Background for Teachers

The moon shines by reflecting sunlight. Like Earth, half of the moon is always lighted by the sun's direct rays, and the other half is always in shadow. The moon has phases because, as the moon travels around Earth, different parts of its bright side are seen from Earth. Without the sun, there would be no moonlight.

Intended Learning Outcomes

  1. Use a Science Process and Thinking Skills
  2. Manifest Science Interests and Attitudes
  3. Understand Science Concepts and Principles
  4. Communicate Effectively Using Science Language and Reasoning

Instructional Procedures

Pre-Assessment/Invitation to Learn

While your students are out of the classroom, set up a mirror so that it catches the sun and reflects a bright spot of light onto a conspicuous classroom location. When the students return and notice that reflection, ask them what could be causing the bright spot of light. After a short discussion, direct their attention to the mirror. Find out how many students think the mirror is the source of the light.

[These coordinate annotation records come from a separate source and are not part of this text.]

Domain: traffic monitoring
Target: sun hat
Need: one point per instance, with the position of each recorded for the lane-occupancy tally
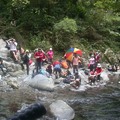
(99, 65)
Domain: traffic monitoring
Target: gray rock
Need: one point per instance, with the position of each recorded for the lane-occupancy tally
(3, 51)
(61, 110)
(41, 82)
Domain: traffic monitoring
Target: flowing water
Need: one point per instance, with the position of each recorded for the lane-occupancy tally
(101, 103)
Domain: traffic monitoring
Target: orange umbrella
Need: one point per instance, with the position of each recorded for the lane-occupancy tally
(69, 54)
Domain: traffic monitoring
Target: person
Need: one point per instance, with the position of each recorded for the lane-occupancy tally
(13, 48)
(97, 57)
(2, 66)
(65, 73)
(50, 55)
(57, 70)
(49, 68)
(45, 59)
(76, 81)
(92, 63)
(75, 62)
(64, 64)
(39, 58)
(95, 74)
(98, 71)
(25, 60)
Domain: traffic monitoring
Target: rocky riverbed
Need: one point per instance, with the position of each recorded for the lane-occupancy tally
(97, 102)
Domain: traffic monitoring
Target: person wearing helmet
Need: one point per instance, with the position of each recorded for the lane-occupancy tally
(2, 66)
(25, 60)
(76, 81)
(50, 55)
(39, 59)
(98, 71)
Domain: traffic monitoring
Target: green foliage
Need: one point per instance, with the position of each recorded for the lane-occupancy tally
(67, 25)
(19, 3)
(39, 42)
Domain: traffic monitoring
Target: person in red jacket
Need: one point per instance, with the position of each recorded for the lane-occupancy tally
(39, 58)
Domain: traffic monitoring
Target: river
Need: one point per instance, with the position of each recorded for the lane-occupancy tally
(93, 104)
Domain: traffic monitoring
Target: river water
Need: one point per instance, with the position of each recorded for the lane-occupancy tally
(101, 103)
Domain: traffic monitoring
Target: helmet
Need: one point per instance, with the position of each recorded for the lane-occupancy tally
(50, 48)
(27, 51)
(99, 65)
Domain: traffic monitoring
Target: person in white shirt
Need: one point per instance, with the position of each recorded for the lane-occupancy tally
(13, 48)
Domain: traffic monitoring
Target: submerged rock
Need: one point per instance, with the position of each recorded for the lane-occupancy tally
(61, 110)
(41, 82)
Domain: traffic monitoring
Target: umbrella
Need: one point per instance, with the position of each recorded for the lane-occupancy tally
(69, 54)
(55, 63)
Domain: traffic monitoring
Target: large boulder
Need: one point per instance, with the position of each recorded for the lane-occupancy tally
(41, 82)
(61, 110)
(12, 67)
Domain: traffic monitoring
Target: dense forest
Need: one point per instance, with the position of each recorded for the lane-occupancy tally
(87, 24)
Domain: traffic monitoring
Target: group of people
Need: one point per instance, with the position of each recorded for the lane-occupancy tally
(40, 57)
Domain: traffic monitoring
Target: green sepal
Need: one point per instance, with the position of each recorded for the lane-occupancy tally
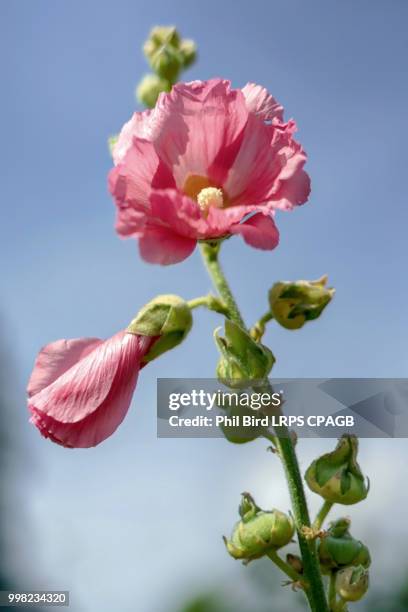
(293, 303)
(238, 434)
(166, 317)
(352, 583)
(242, 359)
(337, 476)
(258, 531)
(149, 89)
(337, 548)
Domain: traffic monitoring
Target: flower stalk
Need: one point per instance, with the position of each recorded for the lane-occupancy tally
(322, 514)
(315, 592)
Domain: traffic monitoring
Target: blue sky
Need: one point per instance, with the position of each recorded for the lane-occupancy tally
(69, 70)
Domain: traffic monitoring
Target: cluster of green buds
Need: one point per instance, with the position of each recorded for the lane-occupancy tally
(337, 476)
(293, 303)
(168, 54)
(258, 531)
(166, 316)
(338, 549)
(242, 359)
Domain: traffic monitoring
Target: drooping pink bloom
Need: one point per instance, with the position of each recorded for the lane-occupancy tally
(80, 390)
(207, 162)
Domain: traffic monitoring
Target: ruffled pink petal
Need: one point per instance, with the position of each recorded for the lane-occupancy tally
(162, 245)
(132, 181)
(258, 231)
(137, 126)
(260, 102)
(198, 129)
(255, 168)
(88, 401)
(56, 358)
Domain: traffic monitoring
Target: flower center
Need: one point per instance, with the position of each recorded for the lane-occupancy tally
(210, 196)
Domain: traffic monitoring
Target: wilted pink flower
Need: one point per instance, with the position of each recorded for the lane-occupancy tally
(80, 390)
(207, 162)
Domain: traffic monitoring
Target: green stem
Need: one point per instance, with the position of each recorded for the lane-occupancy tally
(209, 301)
(259, 328)
(210, 256)
(315, 592)
(285, 567)
(322, 514)
(332, 592)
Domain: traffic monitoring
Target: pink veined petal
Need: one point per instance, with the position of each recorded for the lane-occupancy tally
(82, 388)
(138, 125)
(255, 168)
(293, 192)
(198, 129)
(259, 231)
(260, 102)
(220, 220)
(87, 403)
(56, 358)
(132, 181)
(162, 245)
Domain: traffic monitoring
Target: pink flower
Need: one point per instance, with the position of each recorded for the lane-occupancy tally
(207, 162)
(80, 390)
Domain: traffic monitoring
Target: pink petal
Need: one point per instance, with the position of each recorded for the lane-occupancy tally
(56, 358)
(138, 125)
(198, 129)
(260, 102)
(132, 181)
(256, 166)
(88, 401)
(161, 245)
(293, 192)
(259, 231)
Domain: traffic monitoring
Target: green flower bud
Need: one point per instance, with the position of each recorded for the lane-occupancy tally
(159, 36)
(112, 140)
(149, 89)
(337, 476)
(339, 549)
(166, 316)
(167, 54)
(242, 359)
(239, 433)
(167, 62)
(295, 562)
(292, 303)
(188, 50)
(352, 583)
(258, 531)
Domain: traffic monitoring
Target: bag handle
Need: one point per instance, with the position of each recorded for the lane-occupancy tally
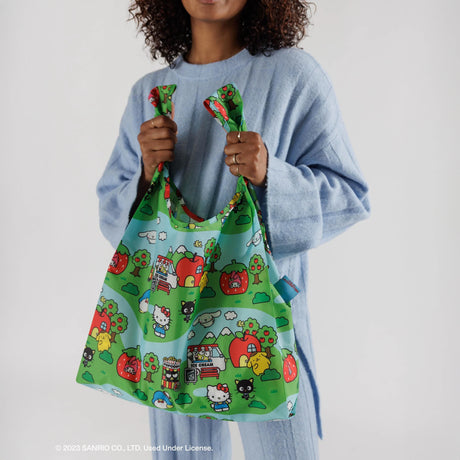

Next, move the mirror out of the sun's path and turn off the lights in the room. After the students have noted that the mirror makes no light, shine the flashlight onto the mirror. Guide students to conclude that the mirror makes no light of its own; however, light can bounce off (or reflect from) the mirror, causing it to shine.

Instructional Procedures

  1. Ask the students the following questions.
    • Where does the moon get its light?
    • If the moon has no light of its own, why does it appear to shine and glow at night?
    • What do you think shines on the moon?
    • Have the students answer the first question in their journals on page 5.
  2. Have students stand in a triangle configuration. One student holds the flashlight, one holds the globe, and one holds the mirror.
  3. Turn out the lights. Observe the globe.
  4. Turn on the flashlight and shine the light on the mirror. Hold the mirror so the light is reflected to the globe or ball. (Caution students about shining the light in other students eyes.)
  5. The flashlight represents the sun, the globe or ball is Earth, and mirror is the moon. The moonlight we see from Earth comes from the sun.
  6. Have students complete page 5 in their moon books.


Science -

  • Walk around the school yard on a sunny day and observe all the objects the sun reflects into our eyes. (ILO 1)

Language Arts -

  • Tell how mirrors have been used to send messages many miles away. (Standard VII, Objective 2)
Homework & Family Connections

Conduct the experiment at home, explaining how the moon appears to have light.

Read books about Earth and moon.

Send home a list of websites and encourage students to look up with their families.

Assessment Plan

  • Students draw how the moon gets its light in their journals.
  • Check for accuracy on page 5 of their journals.